Коннели учился читать, листая страницы мемфисского «Коммерческого призыва». Выучился на славу, так что смог сотворить себе «огузочного» черного Бога по своему произвольному образу и подобию. «Да, Ной, разверзнутся хляби, Ной, и будет наводнение. Прорвет плотины, вся рыба расплывется, да…» Печальные мысли толклись в моей голове — о рыбе на сковородке, о грядущем потопе, предвестники которого уже с грохотом хлынули с разных сторон в день гибели Кинга. Но Ной казался неподходящим кандидатом. Как и Исаак, спросивший: «Тебе толковый нужен или святой?» — «Святой. Мозги я ему выправлю». Еще одна интересная нотка, прозвучавшая в ту ночь как эхо выстрела. Одна из вышедших из часовни негритянских «матушек» с горечью бросила стоявшим во дворе:
— Хотела бы я увидеть на его месте Генри Либа.
Симпатичный дружелюбный Генри Либ, мэр города, рассказывал мне позже в своем офисе, как он любит своих негров. Не соображая, что они не «его» негры. Негры Коннели не испытывают ненависти к белым, белых у него просто нет. Это подчеркивает убеждение, господствующее не Юге: «У них своя жизнь, у нас своя». Очень удобно для белых и, как утверждают белые, всех устраивает. У белых слуги, а у черных жареная рыба. Но гармонию разрушает эта фраза: «Хотела бы я увидеть на его месте Генри Либа». Масса Либ не лег в сырую землю. А она желает ему этого от всей души. Пусть они рульки, огузки, но не такие, как на карикатуре Дж. П. Элли. Восставшие огузки, открывшие глаза и рты. Они представляют собой парадокс, головоломку для белых властей Мемфиса. Даже камни вопят, возвещая конец того Юга, который еще жив в сознании Генри Либа.
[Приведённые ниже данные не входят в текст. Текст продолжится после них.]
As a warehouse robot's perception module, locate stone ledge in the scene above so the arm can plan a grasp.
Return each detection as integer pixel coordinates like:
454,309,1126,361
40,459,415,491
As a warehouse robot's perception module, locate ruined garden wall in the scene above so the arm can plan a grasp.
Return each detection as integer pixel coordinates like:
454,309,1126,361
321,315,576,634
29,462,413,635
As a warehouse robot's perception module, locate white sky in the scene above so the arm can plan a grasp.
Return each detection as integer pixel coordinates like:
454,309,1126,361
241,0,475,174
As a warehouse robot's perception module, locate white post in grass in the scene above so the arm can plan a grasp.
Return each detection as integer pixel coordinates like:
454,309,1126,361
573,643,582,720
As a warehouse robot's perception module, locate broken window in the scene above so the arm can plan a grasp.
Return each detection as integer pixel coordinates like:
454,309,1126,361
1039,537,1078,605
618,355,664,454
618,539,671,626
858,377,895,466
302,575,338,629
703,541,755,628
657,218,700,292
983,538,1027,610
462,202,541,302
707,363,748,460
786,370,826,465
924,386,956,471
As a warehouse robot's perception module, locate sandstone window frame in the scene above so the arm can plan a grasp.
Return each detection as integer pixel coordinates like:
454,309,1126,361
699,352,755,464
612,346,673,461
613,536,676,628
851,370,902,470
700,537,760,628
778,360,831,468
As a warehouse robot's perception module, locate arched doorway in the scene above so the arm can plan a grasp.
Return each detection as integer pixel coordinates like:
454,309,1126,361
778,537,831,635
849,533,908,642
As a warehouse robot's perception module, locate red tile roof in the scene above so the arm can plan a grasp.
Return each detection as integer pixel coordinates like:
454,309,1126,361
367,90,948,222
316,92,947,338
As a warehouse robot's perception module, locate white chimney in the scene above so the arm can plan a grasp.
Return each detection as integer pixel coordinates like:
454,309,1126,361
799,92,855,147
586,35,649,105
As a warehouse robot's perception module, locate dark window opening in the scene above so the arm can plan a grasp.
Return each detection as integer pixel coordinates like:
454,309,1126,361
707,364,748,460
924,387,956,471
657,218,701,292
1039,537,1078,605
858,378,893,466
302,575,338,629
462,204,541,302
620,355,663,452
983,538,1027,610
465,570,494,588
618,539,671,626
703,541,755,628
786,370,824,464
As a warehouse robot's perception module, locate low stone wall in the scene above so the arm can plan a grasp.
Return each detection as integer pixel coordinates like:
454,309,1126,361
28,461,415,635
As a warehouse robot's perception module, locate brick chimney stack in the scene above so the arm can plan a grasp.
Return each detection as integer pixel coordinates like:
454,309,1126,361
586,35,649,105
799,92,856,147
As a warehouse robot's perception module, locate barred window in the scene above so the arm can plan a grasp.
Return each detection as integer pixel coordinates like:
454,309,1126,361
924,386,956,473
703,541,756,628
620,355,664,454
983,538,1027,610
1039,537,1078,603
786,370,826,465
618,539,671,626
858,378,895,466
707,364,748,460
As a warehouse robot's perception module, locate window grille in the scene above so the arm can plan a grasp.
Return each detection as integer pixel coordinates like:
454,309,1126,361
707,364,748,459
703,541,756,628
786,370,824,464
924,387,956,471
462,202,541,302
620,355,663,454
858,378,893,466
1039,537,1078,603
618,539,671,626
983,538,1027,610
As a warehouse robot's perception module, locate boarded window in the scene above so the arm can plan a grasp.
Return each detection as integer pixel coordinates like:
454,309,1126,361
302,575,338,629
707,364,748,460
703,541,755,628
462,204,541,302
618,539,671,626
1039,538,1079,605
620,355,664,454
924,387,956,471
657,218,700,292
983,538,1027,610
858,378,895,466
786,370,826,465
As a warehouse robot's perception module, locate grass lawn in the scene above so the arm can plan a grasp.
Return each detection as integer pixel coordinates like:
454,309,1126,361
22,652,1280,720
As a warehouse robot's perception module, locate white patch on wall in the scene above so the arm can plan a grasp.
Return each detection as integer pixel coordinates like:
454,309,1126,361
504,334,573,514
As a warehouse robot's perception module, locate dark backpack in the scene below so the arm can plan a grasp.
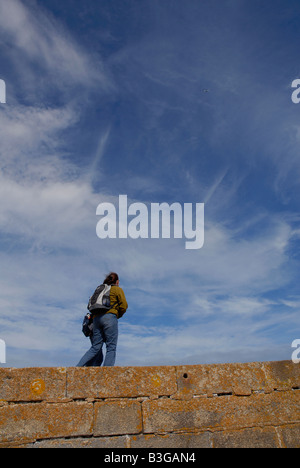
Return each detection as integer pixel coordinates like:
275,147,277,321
82,313,94,338
87,284,111,312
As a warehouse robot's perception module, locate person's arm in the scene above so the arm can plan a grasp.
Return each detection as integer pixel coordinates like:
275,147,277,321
118,287,128,318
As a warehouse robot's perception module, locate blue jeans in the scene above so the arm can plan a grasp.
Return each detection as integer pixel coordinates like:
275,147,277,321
77,314,118,367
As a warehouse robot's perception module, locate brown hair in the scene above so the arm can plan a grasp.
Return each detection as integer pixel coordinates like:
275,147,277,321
103,272,119,286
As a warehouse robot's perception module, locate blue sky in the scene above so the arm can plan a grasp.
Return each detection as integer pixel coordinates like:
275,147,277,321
0,0,300,367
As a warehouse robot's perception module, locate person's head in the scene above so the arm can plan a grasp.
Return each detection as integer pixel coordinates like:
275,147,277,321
103,272,119,286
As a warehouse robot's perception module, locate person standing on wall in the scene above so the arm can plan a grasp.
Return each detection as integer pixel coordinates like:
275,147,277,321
77,273,128,367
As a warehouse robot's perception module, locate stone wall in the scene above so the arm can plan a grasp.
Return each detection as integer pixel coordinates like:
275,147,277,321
0,361,300,448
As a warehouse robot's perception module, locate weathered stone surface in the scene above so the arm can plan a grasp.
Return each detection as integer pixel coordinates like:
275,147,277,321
0,367,66,401
94,400,143,436
277,423,300,448
263,361,300,390
131,432,212,449
143,391,300,433
0,361,300,448
67,367,177,398
213,427,279,448
27,436,130,449
176,363,269,395
0,402,93,443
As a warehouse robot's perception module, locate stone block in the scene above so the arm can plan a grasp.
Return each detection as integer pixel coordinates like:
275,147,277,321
277,424,300,448
131,432,212,449
143,391,300,433
176,363,268,396
0,367,66,401
94,400,143,436
67,367,177,398
0,402,93,443
213,427,279,448
28,436,129,449
263,361,300,390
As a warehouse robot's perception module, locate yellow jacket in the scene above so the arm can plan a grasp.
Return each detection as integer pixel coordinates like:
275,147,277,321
106,285,128,319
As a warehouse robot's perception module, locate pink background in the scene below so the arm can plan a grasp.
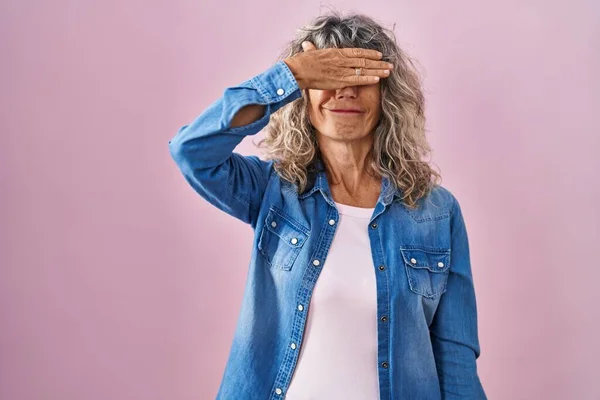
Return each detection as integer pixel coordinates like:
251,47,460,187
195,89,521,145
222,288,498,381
0,0,600,400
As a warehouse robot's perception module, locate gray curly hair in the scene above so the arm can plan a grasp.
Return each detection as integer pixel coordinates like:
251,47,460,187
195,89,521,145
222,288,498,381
257,11,441,208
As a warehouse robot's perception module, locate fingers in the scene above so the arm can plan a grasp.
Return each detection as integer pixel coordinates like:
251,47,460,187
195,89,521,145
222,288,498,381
340,58,394,69
341,75,380,86
339,47,383,60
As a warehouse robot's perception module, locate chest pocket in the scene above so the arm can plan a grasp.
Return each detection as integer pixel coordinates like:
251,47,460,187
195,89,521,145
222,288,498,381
258,207,309,271
400,245,450,298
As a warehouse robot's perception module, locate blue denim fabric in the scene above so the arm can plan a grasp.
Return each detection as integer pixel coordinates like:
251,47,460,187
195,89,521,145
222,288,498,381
169,61,486,400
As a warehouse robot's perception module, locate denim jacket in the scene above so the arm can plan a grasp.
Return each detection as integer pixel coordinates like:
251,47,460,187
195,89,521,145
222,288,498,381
169,61,486,400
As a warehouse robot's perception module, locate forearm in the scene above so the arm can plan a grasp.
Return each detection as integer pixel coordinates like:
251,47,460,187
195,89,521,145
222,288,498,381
169,62,301,225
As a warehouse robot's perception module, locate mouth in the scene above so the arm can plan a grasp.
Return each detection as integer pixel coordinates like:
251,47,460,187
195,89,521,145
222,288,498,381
326,109,364,115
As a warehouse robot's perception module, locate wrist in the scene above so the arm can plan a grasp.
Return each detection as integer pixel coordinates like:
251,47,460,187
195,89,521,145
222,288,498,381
282,57,305,90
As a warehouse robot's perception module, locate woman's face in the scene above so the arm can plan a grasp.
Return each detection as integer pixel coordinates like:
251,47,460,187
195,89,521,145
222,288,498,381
308,83,381,140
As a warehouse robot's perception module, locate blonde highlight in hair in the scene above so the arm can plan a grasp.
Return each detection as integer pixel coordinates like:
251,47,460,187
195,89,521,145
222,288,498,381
257,11,441,208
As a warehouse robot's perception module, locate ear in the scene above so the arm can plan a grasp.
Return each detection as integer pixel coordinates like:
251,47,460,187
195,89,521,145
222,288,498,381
302,40,317,51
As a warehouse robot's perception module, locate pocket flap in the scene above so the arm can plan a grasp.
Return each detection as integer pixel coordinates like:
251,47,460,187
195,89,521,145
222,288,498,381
265,208,308,247
400,246,450,272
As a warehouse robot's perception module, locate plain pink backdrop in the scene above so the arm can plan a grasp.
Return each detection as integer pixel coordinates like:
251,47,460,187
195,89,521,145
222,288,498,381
0,0,600,400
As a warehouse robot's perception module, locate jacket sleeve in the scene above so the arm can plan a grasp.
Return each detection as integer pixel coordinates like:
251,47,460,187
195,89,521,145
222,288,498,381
430,196,487,400
169,61,302,227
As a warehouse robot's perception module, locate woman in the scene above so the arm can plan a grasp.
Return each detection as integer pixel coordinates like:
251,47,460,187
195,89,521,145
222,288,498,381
169,13,486,400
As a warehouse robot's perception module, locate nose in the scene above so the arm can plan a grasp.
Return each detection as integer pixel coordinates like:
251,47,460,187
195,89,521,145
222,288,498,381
335,86,358,99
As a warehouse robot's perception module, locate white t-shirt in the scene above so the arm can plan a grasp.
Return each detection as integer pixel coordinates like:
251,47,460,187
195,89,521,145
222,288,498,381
285,203,379,400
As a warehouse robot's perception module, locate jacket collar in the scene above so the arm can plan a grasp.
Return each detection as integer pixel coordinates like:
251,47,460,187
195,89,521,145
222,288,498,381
298,157,402,206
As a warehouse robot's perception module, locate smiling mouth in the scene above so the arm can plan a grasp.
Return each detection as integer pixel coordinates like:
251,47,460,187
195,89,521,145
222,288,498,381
327,110,363,115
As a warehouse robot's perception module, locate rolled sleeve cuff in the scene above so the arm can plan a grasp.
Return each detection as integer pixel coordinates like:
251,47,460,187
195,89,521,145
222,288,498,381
251,61,301,104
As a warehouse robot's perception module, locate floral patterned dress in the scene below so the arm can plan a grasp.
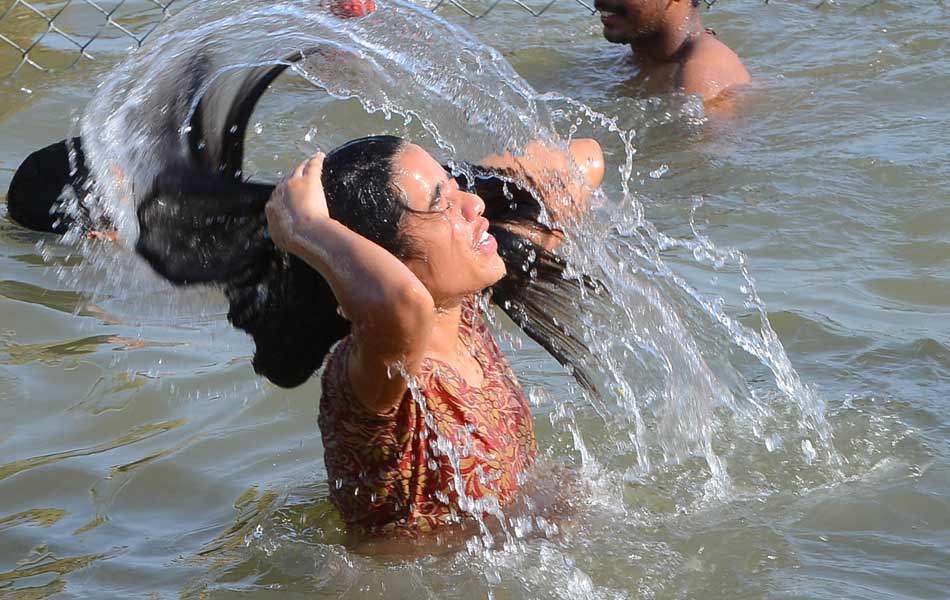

Эти признаки видны и в мотеле «Лоррен», где смерть настигла Кинга. Мотель представляет собой как бы продолжение отеля с тем же названием, в котором когда-то размещался бордель для белых. Когда район начал «чернеть», отель продали черному покупателю, как старую одежду отдают фондам помощи неимущим. Его купил и отремонтировал человек по имени Уильям Бэйли. Кинг часто останавливался здесь во время визитов в Мемфис. Теперь здесь штаб-квартира проекта «Мемфис» «Южной конференции христианского руководства». Программа проекта должна «заставить Мемфис заплатить за смерть доктора Кинга», как сказал заместитель директора проекта. Хозяин мотеля, который мог бы послужить моделью для рекламы риса «Анкл Бенс», — бывший железнодорожный проводник, ныне администратор в «Холидей Инн». Он работает на белого и работает с удовольствием. В то же время он владеет мотелем для черных, в котором активисты вынашивают планы борьбы за права черных.